Sudden Fiction
- First edition cover
- Editor: Robert Shapard and James Thomas
- Publisher: W. W. Norton & Co
- Publication date: 1996
- ISBN: 978-0-393-03830-9

= Sudden Fiction (Continued) =

1996 short story collection

Sudden Fiction (Continued): 60 New Short Stories is a 1996 short story collection compiled and edited by Robert Shapard and James Thomas. It is a follow-up to Sudden Fiction International (1989) and Sudden Fiction - American Short-Short Stories.
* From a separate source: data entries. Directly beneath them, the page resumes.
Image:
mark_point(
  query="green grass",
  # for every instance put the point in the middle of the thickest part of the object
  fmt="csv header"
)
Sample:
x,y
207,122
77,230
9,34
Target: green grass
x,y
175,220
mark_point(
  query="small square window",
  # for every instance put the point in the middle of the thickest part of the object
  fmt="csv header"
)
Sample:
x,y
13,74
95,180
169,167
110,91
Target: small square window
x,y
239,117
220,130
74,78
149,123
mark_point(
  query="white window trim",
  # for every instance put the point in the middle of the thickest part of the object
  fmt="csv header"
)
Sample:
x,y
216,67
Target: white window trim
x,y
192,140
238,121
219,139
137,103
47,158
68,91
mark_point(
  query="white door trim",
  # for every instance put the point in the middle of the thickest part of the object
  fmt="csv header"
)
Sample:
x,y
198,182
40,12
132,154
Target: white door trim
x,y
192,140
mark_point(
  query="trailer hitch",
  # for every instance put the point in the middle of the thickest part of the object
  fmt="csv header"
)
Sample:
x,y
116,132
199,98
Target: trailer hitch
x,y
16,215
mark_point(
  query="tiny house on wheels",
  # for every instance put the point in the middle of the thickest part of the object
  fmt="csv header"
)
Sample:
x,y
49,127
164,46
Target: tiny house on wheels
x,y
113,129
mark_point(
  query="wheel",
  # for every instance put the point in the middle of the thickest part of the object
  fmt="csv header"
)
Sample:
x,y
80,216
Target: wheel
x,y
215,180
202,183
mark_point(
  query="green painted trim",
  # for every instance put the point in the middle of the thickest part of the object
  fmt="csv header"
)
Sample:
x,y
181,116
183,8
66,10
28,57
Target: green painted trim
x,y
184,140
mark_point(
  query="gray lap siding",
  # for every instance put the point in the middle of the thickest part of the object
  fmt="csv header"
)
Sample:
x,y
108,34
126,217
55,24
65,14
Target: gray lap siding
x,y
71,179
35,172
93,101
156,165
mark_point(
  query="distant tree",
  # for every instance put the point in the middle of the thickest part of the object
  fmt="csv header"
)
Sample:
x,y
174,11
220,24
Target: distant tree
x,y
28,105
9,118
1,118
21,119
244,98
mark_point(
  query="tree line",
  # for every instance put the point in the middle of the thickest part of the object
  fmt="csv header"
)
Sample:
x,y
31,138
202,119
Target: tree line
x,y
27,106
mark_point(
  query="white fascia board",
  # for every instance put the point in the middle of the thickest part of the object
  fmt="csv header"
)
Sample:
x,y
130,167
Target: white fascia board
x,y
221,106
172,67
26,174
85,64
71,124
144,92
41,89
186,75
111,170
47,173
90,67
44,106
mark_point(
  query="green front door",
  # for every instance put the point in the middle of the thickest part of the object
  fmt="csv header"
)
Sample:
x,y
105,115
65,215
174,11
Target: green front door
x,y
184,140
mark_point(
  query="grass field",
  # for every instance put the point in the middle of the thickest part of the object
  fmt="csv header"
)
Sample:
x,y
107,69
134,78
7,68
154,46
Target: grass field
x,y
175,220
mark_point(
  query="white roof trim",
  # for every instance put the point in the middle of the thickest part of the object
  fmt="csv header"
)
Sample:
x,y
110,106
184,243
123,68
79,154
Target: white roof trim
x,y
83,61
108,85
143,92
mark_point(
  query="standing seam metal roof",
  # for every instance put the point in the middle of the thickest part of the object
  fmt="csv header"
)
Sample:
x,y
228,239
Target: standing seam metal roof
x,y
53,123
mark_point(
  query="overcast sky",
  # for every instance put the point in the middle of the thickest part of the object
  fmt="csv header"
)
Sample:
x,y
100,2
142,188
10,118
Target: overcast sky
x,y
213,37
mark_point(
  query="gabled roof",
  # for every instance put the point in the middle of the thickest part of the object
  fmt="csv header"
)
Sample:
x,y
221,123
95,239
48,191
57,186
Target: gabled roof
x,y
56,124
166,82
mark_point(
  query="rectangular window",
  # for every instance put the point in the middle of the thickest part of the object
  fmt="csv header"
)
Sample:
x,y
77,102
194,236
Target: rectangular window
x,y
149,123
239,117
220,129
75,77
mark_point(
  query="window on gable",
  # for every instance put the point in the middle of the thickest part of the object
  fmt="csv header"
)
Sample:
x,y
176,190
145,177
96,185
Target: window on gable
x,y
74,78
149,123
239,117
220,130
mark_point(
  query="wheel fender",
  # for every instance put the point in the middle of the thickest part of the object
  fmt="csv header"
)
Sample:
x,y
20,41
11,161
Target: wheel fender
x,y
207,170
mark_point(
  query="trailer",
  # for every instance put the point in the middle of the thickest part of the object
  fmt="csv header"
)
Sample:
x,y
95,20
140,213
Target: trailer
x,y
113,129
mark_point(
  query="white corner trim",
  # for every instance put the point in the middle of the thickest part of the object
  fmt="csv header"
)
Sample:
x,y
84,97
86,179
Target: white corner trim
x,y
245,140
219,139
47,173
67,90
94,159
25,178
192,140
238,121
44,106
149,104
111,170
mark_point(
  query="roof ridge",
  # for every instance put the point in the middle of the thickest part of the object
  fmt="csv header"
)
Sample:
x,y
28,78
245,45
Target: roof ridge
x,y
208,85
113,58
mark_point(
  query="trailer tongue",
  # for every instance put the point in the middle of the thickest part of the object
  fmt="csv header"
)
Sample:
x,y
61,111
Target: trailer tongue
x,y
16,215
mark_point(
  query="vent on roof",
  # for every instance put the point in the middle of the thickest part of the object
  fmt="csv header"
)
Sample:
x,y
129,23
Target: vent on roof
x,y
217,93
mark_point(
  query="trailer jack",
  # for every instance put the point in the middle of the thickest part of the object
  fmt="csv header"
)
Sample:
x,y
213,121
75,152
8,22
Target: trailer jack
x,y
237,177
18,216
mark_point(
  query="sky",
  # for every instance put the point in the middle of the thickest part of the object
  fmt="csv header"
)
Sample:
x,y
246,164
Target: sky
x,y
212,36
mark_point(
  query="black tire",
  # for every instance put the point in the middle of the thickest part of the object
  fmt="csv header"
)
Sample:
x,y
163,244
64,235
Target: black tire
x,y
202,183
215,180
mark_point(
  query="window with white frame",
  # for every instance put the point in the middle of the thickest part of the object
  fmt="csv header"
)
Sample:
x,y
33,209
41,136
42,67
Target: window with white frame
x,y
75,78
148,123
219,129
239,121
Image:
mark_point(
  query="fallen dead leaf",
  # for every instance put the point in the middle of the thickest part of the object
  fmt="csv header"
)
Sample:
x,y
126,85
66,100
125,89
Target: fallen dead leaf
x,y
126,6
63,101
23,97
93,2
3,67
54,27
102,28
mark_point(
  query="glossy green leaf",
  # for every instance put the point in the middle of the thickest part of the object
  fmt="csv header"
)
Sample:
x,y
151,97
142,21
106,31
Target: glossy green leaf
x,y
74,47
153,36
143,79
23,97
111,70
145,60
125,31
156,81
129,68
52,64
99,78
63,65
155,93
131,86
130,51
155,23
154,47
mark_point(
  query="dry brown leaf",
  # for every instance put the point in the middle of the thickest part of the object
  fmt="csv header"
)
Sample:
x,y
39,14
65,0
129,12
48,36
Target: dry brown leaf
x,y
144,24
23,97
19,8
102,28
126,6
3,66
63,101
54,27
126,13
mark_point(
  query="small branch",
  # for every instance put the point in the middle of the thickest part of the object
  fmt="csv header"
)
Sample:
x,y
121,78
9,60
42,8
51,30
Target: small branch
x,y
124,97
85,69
Notable authors in Sudden Fiction (Continued) include William Maxwell, Margaret Atwood, Don DeLillo, Mark Richard, Molly Giles, Bruce Holland Rogers, Barry Peters, Andrew Lam, and Judy Troy.

==Reception==
Critical reception to the short story collection was positive. A reviewer from Publishers Weekly felt that the authors created fast-paced stories with "full, vivid characters and descriptions" while keeping the stories short. Greg Johnson wrote in The Atlanta Journal-Constitution that some of the short stories seemed gimmicky, but that Sudden Fiction (Continued) was a rich, vibrant collection otherwise. Lisa Meyers from the Los Angeles Times thought that the short story collection succeeded because it offered a "variety of voices, themes, and narrative techniques." Booklists Michele Leber liked the book's format, stating that it is "perfectly suited to the pace of modern life" since the short stories can be read in a few minutes time.